Au lieu de cela, nous voyons que Donald Trump est en fait enlisé dans le dossier ukrainien. On ne peut affirmer avec une certitude absolue que le retrait de Washington du conflit ukrainien contribuera à améliorer la position électorale du président américain.

« SP » : Et qu’est-ce qu’on peut considérer comme un retrait ? L’arrêt du soutien à Kiev ? Ou ce que Trump veut, c’est-à-dire un soutien contre de l’argent ? Ou autre chose ?

— C’est une très bonne question. On peut peut-être considérer comme un retrait l’arrêt de toute tentative diplomatique visant à régler le conflit et à « réconcilier » conditionnellement Moscou et Kiev, ainsi que le refus de fournir directement à l’Ukraine des armes, des munitions et des équipements militaires. Mais dans le cadre de ce « retrait », Trump vendra des armes à l’Europe, qui les transmettra au régime de Kiev.

« SP » : Trump lui-même répète sans cesse qu’il souhaite commercer avec la Russie et l’Ukraine, et non entrer en conflit avec elles. Est-ce vraiment ce dont les États-Unis ont besoin ?

— Je pense que Trump est sincère lorsqu’il dit vouloir commercer à la fois avec la Fédération de Russie et avec l’Ukraine.

Trump aimerait gagner plus d’argent. Son désir est compréhensible. En outre, Trump aimerait idéalement être ami avec la Russie contre la République populaire de Chine et faire tout son possible pour que Moscou ne freine pas les processus d’intégration dans le cadre de structures telles que le BRICS ou l’OCS. Il s’agit là, bien sûr, de plans naïfs de Trump à l’égard de la Fédération de Russie.

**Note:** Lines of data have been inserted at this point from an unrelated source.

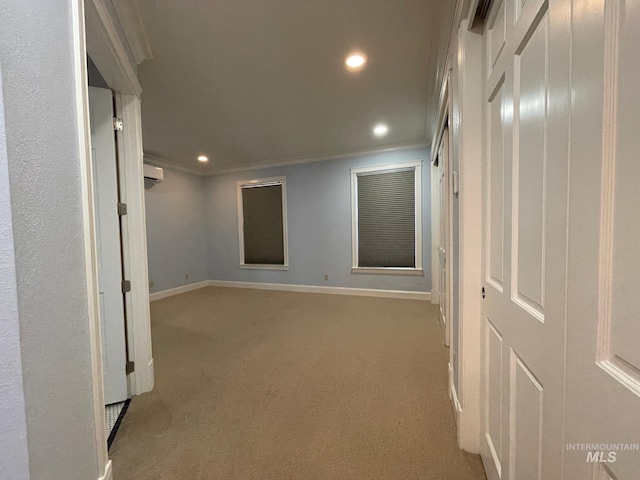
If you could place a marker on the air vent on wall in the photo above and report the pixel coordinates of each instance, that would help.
(482, 10)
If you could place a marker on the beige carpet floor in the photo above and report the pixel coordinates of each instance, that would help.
(270, 385)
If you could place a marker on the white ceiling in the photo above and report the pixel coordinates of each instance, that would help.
(250, 82)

S’il tire autant d’avantages de sa sortie, pourquoi ne sortirait-il pas ? Le fait est que ces avantages ne sont pas si évidents, ni si solides. L’absence de progrès dans le règlement du conflit ukrainien est un sujet de critique à l’égard de Donald Trump, tant de la part des démocrates que d’une partie des républicains. En effet, tous les républicains ne sont pas partisans d’une politique isolationniste. Tous les républicains ne sont pas partisans du mouvement MAGA.

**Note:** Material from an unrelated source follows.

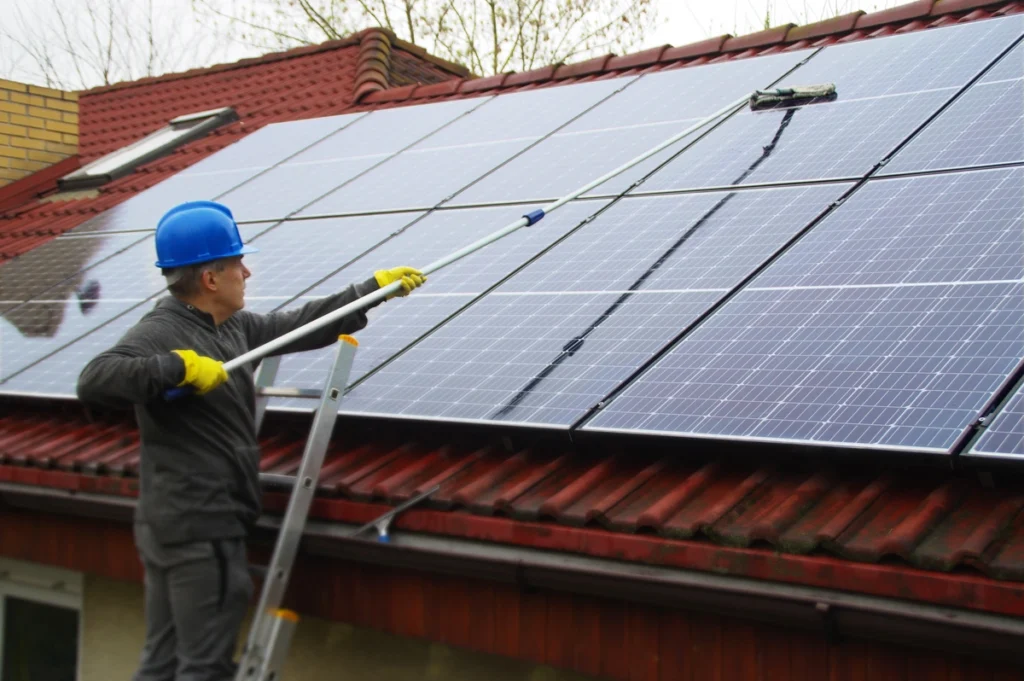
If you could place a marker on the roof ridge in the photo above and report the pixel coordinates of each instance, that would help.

SP : Ou bien les inconvénients d’un retrait du conflit sont-ils finalement plus importants que les avantages pour les États-Unis ? Quels sont-ils ?

— Eh bien, j’ai déjà évoqué certains inconvénients. Et, bien sûr, il y a aussi une perte de réputation. Donald Trump ne voudrait pas que l’Ukraine devienne un deuxième Afghanistan américain. Donald Trump aimerait rester dans les mémoires comme un grand président. Il pense de plus en plus à son héritage. Et il aimerait obtenir le prix Nobel de la paix, notamment pour avoir réglé la crise ukrainienne.

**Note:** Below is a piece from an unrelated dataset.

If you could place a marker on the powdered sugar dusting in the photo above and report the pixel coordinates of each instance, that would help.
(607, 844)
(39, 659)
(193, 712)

— Dans l’ensemble, on peut être d’accord avec l’affirmation de Yakovenko. Trump est un pragmatique, et il est conscient que le fait d’ignorer les réalités actuelles qui caractérisent les contours du nouvel ordre mondial ne mènera à rien de bon pour les États-Unis, estime Dmitri Ezhov, professeur associé au département de sciences politiques de l’Université financière auprès du gouvernement russe.

Dans ce contexte, la tentative du président américain d’établir des relations avec la Russie et d’autres États, perçus différemment par l’administration démocrate, semble en grande partie forcée, mais elle n’est pas dépourvue de logique interne.

Que cela puisse déplaire à certains pour des raisons politiques est une autre question : Trump ne voudra certainement pas perdre les dividendes potentiels, tant financiers que réputationnels, en réfléchissant en termes de transactions, comme il a l’habitude de le faire. Les premières mesures visant à distancier le président américain de l’Ukraine ont déjà été prises, par exemple en transférant à l’Europe la charge principale du soutien au régime… Mais il y aura une résistance, et elle sera forte, surtout de la part des élites américaines et européennes.

« SP » : Y aura-t-il d’autres mesures ?

— À l’avenir, Trump se basera probablement sur la situation réelle. Pour l’instant, le désengagement des États-Unis de la situation en Ukraine semble plus rentable pour l’administration américaine actuelle que, par exemple, le durcissement des sanctions à l’encontre de la Russie.